Dr Paul Watt’s new book, The Regulation and Reform of Music Criticism in Nineteenth-Century England, is published today.
The book examines the ways in which music journalism was professionalised in England in the nineteenth century and the role that publishers, editors, composers, authors and readers played in this complex process of transformation and change.
‘I had great fun researching and writing this book’, said Dr Watt.
‘For years I had come across extensive commentary in the nineteenth-century British press about the need for criticism of all kinds to be reformed and regulated.
‘Archival research was vital to get the job done. I spent many months looking though various collections at the British Library, Cambridge University, Harvard University and Dartmouth College’, Dr Watt said.

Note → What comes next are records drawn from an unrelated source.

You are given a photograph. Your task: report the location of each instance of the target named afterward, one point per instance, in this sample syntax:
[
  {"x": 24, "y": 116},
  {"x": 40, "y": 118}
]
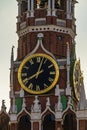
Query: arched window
[
  {"x": 24, "y": 123},
  {"x": 49, "y": 122}
]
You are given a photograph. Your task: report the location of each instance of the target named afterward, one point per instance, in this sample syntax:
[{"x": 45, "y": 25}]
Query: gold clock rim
[{"x": 49, "y": 87}]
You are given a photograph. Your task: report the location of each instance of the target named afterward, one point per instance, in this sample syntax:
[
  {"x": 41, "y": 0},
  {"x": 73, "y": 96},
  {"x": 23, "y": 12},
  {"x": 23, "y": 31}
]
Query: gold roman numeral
[
  {"x": 26, "y": 67},
  {"x": 52, "y": 72},
  {"x": 24, "y": 74},
  {"x": 45, "y": 85},
  {"x": 50, "y": 66},
  {"x": 45, "y": 61},
  {"x": 38, "y": 59},
  {"x": 31, "y": 62},
  {"x": 50, "y": 79},
  {"x": 25, "y": 81}
]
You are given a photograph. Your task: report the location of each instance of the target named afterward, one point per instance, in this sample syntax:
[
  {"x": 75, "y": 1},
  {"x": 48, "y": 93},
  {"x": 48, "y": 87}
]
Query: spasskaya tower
[{"x": 46, "y": 82}]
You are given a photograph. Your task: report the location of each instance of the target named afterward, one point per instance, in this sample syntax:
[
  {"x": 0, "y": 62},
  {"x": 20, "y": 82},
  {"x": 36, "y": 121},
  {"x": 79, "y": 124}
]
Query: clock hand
[{"x": 39, "y": 67}]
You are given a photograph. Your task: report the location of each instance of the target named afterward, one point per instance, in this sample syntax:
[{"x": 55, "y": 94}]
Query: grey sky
[{"x": 8, "y": 37}]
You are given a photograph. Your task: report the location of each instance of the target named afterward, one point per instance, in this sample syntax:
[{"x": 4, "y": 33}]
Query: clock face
[
  {"x": 77, "y": 79},
  {"x": 38, "y": 73}
]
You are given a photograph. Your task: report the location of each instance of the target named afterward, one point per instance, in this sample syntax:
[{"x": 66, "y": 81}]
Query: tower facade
[{"x": 46, "y": 82}]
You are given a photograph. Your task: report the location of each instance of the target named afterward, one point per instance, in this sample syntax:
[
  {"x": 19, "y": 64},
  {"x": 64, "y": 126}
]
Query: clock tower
[{"x": 46, "y": 82}]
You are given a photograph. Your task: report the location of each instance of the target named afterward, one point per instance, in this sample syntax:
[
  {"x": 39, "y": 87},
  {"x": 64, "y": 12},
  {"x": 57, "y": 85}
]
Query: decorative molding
[{"x": 46, "y": 28}]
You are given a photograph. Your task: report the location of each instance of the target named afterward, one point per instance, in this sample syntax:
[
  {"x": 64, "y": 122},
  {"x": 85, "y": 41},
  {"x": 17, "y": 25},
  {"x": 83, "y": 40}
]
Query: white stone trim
[
  {"x": 46, "y": 28},
  {"x": 82, "y": 114}
]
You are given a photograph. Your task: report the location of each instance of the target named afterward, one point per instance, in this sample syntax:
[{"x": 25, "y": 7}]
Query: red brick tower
[{"x": 45, "y": 80}]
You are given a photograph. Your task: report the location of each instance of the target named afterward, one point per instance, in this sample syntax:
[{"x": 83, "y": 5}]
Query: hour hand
[{"x": 35, "y": 75}]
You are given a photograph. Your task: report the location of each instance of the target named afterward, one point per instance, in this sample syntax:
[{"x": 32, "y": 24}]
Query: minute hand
[{"x": 39, "y": 67}]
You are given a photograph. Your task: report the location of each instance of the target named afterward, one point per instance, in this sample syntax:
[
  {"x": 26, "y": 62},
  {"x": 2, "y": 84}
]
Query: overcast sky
[{"x": 8, "y": 37}]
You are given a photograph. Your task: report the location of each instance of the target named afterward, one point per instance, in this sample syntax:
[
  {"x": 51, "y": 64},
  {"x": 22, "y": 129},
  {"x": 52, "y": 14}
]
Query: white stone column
[
  {"x": 32, "y": 8},
  {"x": 19, "y": 10},
  {"x": 49, "y": 8},
  {"x": 28, "y": 12},
  {"x": 53, "y": 8},
  {"x": 68, "y": 89},
  {"x": 69, "y": 5}
]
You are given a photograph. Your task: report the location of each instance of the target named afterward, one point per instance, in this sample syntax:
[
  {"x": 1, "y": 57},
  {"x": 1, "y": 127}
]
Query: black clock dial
[{"x": 38, "y": 73}]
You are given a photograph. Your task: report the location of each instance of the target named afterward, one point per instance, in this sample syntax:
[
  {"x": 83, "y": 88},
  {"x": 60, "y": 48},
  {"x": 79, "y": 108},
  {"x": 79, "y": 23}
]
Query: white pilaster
[
  {"x": 32, "y": 8},
  {"x": 53, "y": 8},
  {"x": 49, "y": 8},
  {"x": 19, "y": 10}
]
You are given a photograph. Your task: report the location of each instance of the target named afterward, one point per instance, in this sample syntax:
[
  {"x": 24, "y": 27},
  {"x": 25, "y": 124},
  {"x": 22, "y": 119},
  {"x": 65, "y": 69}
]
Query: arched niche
[
  {"x": 24, "y": 123},
  {"x": 49, "y": 122}
]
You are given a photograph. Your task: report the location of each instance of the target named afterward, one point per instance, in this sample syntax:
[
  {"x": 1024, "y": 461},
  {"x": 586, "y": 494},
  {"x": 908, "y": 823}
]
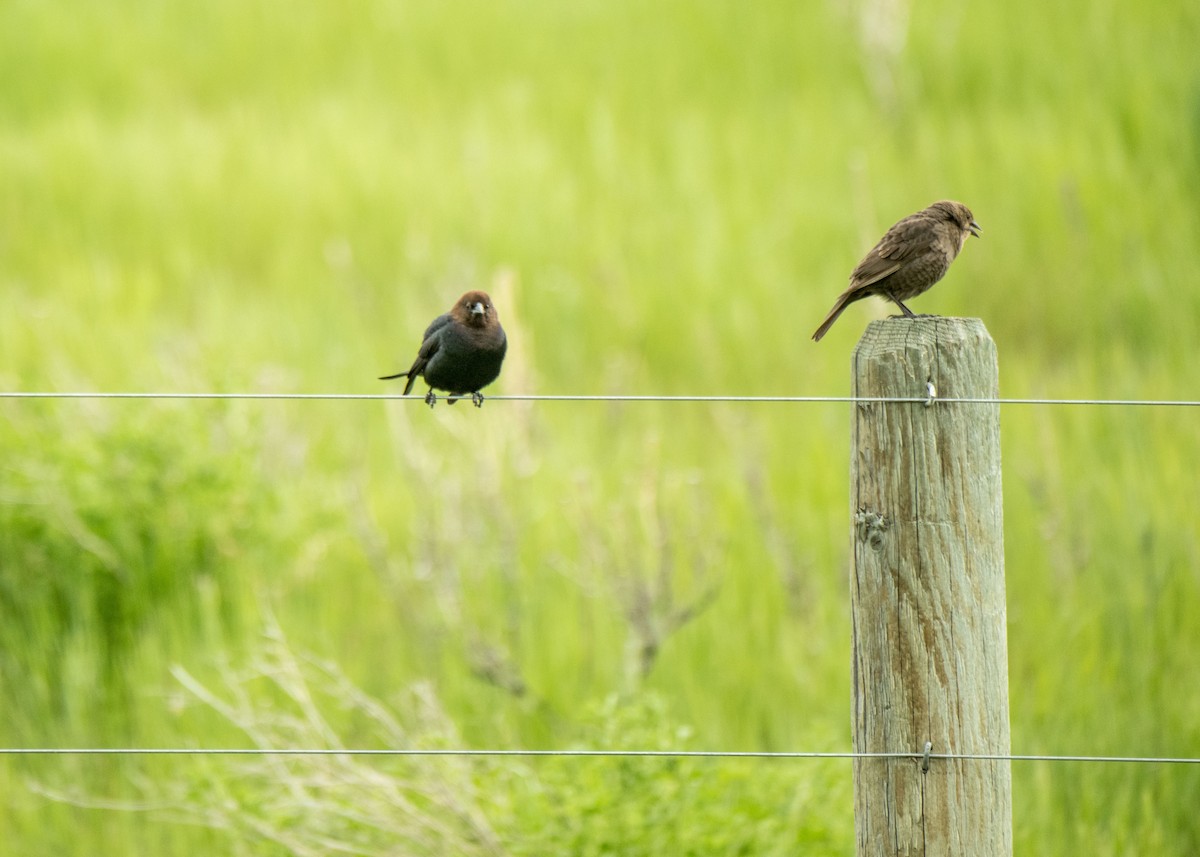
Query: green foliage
[
  {"x": 661, "y": 198},
  {"x": 111, "y": 526}
]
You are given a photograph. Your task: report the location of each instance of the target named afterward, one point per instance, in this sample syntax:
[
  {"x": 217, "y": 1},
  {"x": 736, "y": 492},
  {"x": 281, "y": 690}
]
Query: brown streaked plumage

Asked what he thought the most significant aspect of this project was Dr Watt said, ‘I have tried to show that music critics in England were not hacks and eccentrics, as they are sometimes portrayed to be, and that they didn’t operate in a parochial vacuum.'
‘Their interaction with intellectuals and ideas from France and Germany in particular is a significant part of this project. It will give musicologists and music critics a greater sense of the complexity and heritage of their profession.'
The Regulation and Reform of Music Criticism in Nineteenth-Century England, is released today in the ‘Royal Musical Association Monographs’ series published by Routledge.
The project was funded by an Australian Research Council Discovery Early Career Researcher Award.